What's new in jms/serializer v2.0

After more than a two years of work, jms/serializer v2.0 is going to see the light. Here a preview of the changes, new features and improvements that will be released soon.

After more than a two years of work (the first commit was on July 20 2016), jms/serializer v2.0 is going to see the light.

jms/serializer is a popular library to serialize/deserialize objects from/to XML and JSON. The installs counter on packagist has already passed 20 million downloads.

The version 1.x works well but over the years has accumulated inconsistent behaviours and even if is one of the fastest php serializers, I've realized that there is still room for improvements. The version v2.0 is not a big-bang release but is a improved version of what was available in the previous 1.x series.

Upgrading from 1.x to 2.0 should be really simple and in some cases fully transparent. The metadata format is untouched and the user-api is almost identical. If you have implemented some more advanced features on top of the serializer by overriding core classes, things might be more complicated but is mainly about adding PHP 7.2 type hints (7.2 is the minimum PHP version for the 2.0 version). Here is the initial UPGRADING guide.

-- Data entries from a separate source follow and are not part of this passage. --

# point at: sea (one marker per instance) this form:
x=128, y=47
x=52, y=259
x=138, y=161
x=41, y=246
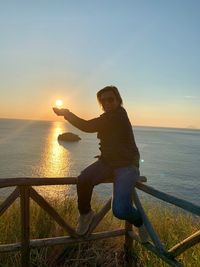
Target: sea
x=170, y=157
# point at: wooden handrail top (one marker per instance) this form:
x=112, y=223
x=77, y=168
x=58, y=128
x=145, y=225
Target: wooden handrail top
x=32, y=181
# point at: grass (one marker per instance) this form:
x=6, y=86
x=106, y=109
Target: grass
x=171, y=224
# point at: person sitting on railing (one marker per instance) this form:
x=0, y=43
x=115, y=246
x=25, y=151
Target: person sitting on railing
x=119, y=159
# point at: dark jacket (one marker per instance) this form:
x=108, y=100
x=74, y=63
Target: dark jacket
x=117, y=142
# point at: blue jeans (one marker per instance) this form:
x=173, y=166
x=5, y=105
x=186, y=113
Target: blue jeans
x=124, y=180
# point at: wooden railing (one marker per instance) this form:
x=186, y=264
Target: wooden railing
x=24, y=190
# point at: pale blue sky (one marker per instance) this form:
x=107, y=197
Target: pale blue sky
x=70, y=49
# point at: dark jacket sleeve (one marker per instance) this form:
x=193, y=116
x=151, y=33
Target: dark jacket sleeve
x=90, y=126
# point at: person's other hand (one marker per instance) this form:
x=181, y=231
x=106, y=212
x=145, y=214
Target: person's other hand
x=61, y=111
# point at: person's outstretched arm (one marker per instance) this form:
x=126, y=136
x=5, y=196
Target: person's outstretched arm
x=90, y=126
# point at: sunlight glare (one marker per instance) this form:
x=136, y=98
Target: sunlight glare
x=59, y=103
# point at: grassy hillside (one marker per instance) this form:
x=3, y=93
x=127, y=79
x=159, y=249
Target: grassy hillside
x=172, y=226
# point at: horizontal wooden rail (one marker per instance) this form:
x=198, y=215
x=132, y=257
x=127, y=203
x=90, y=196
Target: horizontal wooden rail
x=62, y=240
x=25, y=191
x=186, y=205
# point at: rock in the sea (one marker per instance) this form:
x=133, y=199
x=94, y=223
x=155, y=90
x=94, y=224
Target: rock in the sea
x=68, y=137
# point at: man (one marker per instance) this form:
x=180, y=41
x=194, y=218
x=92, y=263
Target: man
x=119, y=159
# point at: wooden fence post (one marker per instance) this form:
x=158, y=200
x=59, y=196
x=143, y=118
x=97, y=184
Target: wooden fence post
x=130, y=260
x=25, y=229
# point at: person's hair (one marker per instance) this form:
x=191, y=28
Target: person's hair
x=111, y=88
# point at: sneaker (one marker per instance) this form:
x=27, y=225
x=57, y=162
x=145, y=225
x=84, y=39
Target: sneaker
x=143, y=234
x=84, y=222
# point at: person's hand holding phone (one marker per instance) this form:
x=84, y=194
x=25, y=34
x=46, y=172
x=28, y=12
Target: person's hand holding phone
x=61, y=111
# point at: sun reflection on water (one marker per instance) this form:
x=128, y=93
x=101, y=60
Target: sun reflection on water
x=55, y=162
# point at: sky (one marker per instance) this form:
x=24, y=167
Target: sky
x=149, y=49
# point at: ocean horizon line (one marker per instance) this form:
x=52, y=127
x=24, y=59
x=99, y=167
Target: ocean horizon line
x=133, y=125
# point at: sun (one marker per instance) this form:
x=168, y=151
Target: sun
x=59, y=103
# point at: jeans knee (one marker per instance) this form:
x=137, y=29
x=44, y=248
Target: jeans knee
x=119, y=211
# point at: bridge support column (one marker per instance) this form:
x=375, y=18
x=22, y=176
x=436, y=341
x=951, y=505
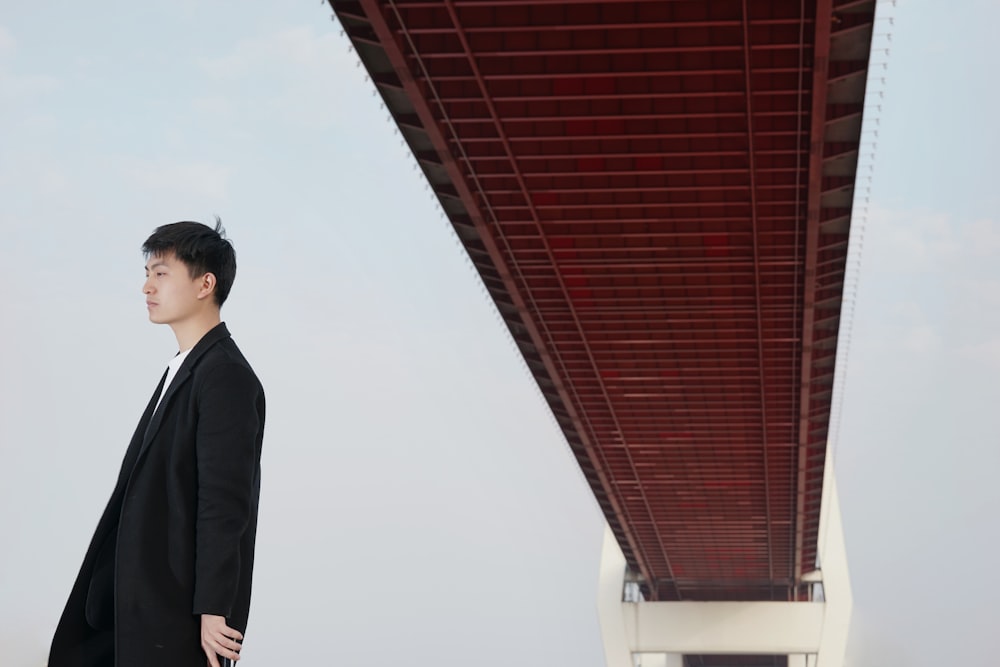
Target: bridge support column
x=812, y=634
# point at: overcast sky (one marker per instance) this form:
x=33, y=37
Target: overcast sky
x=419, y=504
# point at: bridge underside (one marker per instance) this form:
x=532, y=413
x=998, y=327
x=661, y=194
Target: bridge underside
x=657, y=196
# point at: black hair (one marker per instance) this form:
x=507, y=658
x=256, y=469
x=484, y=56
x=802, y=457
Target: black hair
x=201, y=248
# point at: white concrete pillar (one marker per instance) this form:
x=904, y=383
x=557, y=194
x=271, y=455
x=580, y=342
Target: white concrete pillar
x=611, y=583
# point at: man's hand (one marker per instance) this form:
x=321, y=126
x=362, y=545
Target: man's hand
x=219, y=638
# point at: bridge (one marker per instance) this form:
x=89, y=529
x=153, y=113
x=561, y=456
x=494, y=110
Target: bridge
x=657, y=195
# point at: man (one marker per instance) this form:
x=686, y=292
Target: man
x=166, y=579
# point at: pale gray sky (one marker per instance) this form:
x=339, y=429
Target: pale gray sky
x=419, y=503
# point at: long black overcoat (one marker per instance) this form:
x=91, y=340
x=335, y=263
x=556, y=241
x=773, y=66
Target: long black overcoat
x=177, y=537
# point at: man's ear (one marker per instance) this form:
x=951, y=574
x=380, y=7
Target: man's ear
x=206, y=286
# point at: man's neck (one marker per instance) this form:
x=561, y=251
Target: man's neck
x=189, y=332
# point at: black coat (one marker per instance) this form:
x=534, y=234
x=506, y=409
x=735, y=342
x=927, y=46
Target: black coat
x=177, y=537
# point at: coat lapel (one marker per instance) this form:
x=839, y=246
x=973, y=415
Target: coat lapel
x=214, y=335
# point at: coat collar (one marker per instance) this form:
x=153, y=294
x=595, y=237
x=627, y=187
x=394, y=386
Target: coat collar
x=213, y=336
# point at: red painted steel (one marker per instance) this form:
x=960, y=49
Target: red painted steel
x=657, y=195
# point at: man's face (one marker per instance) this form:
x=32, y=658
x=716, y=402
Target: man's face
x=172, y=296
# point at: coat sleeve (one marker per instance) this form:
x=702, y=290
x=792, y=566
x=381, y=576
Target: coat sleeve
x=227, y=448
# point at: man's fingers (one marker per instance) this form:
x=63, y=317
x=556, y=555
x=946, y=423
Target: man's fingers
x=229, y=643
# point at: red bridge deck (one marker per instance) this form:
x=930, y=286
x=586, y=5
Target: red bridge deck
x=658, y=196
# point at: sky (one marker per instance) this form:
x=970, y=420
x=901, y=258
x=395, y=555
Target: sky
x=419, y=502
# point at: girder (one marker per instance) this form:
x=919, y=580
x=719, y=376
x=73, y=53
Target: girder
x=657, y=196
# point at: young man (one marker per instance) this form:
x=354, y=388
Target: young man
x=166, y=580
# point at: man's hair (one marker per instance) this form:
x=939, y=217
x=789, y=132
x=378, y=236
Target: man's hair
x=201, y=248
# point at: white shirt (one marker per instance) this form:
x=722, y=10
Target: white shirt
x=172, y=367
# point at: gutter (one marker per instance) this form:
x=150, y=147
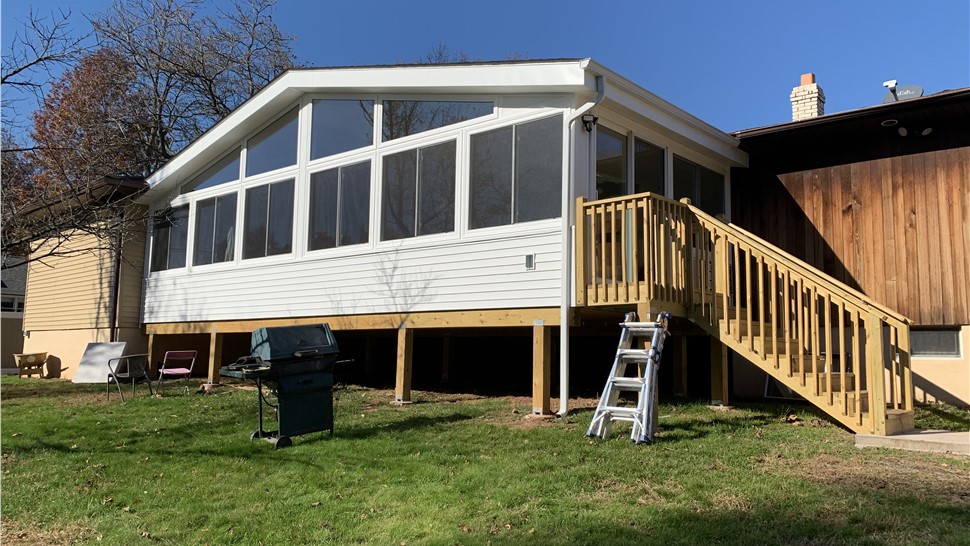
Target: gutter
x=567, y=244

Side note. Yes jms/serializer finally has a logo!

jms/serializer logo

License

jms/serializer 2.0 is licensed under the permissive MIT license (and also the 1.x versions starting from 1.12.0). This solves some adoption issues of the serializer in other projects that have license incompatibilities with the previous serializer license, the Apache-2.0 license.

Improvements

Here a quick list of improvements that are immediately noticeable when using the version 2.0.

1) Performance

The new serializer is approximately 35% faster than the v1.x and consumes 3% less memory.

Achieving this was possible by moving to more information to compiled metadata, by reducing the number of context accesses, by using simpler access strategies, by using a faster event dispatcher and few other tricks. In most of the cases was about reducing the number of repetitive operations by moving them in a "place" where they need to be invoked only one time per serialization call (instead of computing the operation for each object present in the object graph).

I did some benchmark by using a the ivory-serializer-benchmark. The JMS serializer was configured to use the APCu cache for metadata and annotations (by default files are used), the Symfony serializer was configured as in this PR and the Ivory serializer was configured by the author of the original benchmark.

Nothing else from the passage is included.